Here’s one that I learned from Stephen Covey, the author of The 7 Habits of Highly Effective People. When they show some frustration, which they usually do, ask “You seem a little frustrated with this, are you?”
Those kind of open-ended questions will get your debtor to discuss the account. And once you having them doing it you’re on the way to collecting the money. It’s like a tennis match. While you’re talking the advantage is on the debtor’s end. But while your debtor is talking, the advantage is on your end.
So here is what I recommend. During your preparation phase, before you pick up the phone to call your debtors or meet with them face-to-face, write down some open-ended questions, in advance, tailored for them that you think will get them to discuss their debt.

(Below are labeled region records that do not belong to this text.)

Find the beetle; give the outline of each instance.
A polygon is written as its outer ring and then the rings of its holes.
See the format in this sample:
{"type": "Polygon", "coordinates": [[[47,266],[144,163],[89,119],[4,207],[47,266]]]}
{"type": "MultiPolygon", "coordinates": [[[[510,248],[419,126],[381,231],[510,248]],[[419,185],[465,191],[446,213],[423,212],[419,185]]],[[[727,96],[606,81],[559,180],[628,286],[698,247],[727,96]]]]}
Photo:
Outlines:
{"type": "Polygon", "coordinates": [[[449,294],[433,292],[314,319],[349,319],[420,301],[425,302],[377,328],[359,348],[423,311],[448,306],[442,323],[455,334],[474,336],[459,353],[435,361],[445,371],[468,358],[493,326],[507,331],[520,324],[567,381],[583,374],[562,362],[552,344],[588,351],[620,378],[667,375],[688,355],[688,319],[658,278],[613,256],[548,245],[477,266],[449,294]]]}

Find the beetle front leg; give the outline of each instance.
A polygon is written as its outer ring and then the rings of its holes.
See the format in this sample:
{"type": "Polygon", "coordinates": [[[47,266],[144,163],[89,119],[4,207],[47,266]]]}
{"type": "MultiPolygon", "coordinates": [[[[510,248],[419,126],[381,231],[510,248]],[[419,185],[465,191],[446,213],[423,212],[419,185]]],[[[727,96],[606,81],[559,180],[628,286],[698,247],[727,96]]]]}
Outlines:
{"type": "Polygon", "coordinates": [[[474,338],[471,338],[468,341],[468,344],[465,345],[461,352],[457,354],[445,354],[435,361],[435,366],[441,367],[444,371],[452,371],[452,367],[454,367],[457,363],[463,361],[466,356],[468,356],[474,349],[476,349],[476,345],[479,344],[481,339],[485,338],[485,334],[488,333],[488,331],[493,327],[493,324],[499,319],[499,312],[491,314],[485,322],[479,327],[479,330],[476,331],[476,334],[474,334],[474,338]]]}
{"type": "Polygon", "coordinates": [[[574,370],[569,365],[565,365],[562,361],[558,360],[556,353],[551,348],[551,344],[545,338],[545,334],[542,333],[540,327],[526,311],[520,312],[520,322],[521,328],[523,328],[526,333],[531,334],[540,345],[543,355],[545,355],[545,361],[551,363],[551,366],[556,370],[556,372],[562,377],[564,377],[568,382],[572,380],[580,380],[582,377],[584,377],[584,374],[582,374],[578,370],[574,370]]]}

The best I have ever seen at collecting money talk very little. All they do is ask open-ended questions designed to get the debtor to discuss the account. And by the kind of questions they ask they have a way to gently take their debtors where they want them to go.
And if I could choose one skill that I think is more important than all the other skills to do the business of collecting money well, I would choose listening skills. The best I’ve ever seen do not do much talking, but they do a lot of listening.
So remember if you want to get paid you’re going to have to get debtors to discuss their debts. And the best way to do that is to ask open-ended questions tailored for that particular debtor. By doing so, you’re talking as little as possible and the debtor is talking as much as possible. And the result is that you get paid.